Extremely few tests have been proven to meet these criteria. Even widely used tests, such as mammography screening, are still debated when applied in low-risk populations. Let us look at an example. Two individuals with similar risk profiles have different philosophies in life, but are destined to have identical life trajectories. The first gets screening tests performed frequently and discovers a tumor somewhere in her body despite having no symptoms. There is tremendous anxiety associated with the finding, leading to a whole gamut of blood tests and further imaging tests, consultations with experts and an eventual biopsy that tells her that the tumor is benign.

However, the knowledge that there is a tumor in the body leads her to undergo frequent tests and consultations periodically, costing her time, money and some mental peace. She eventually passes away of an unrelated cause. The second person has the same identical tumor in her body, but because of not undergoing screening, does not realize it, and has the same life course as the first person. Although this is an anecdote, research trials conducted to assess the usefulness of screening do exactly this – they randomly spilt individuals into two groups and assess whether screening makes any difference.

Most trials for a wide variety of screening tests have not proven conclusive benefits.

As a clinician, I see anxious individuals who get blood tests, chest x-rays/CT scans done with a threshold as low as a one-day cough or sneeze. “What’s the harm in testing and being safe?” is driving testing (and treatment) more often than “Do I get any meaningful information from this?”.

Since no diagnostic test is 100 per cent accurate (false positives and false negatives can occur), the more the number of tests done, the higher is the probability that there will be abnormal results just by chance (this can be mathematically proven). This gets further amplified if the pre-test probability is low, i.e. if the test is done in a population without a strong reason for doing so (such as in screening tests).
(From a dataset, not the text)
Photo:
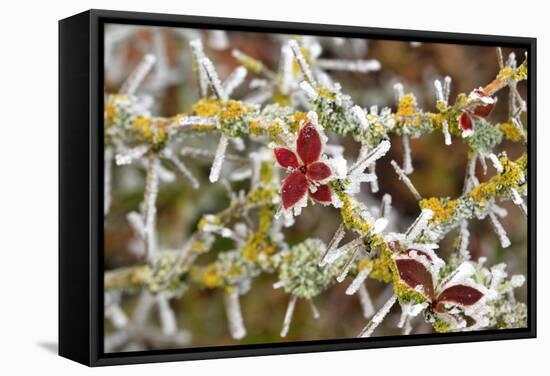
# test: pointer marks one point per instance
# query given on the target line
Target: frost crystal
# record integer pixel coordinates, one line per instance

The anxiety and fear associated with Covid lead to widespread unnecessary testing, including CT scans, and unfortunately may have normalized getting tested for a majority of individuals in India.

So what’s the harm? Imaging tests such as CT scans are associated with a dose of radiation that cannot be ignored, unless there is a strong reason to do so. Despite being a pulmonologist, not everyone who sees me is asked to get even a chest X-ray. Blood tests, when done in bulk without any specific reason, can lead to abnormal values by chance, leading to further unnecessary tests and treatment. The anxiety associated with abnormal results is not trivial, and this is completely unwarranted when the test does not meet the screening criteria mentioned above. On a bigger scale, we should not ignore the quantum of consumables that are utilized when it comes to collecting and disposing blood and tissue products. These simply cannot be justified unless they save lives.

We need to discuss unregulated and widespread testing that seems to be becoming the norm in India. As testing becomes more and more accessible, and since a majority of testing is paid for out-of-pocket, it is likely that individuals will be nudged and incentivised to test more frequently and with newer tests. We must let science guide such testing, and not allow for the overmedicalising of healthcare.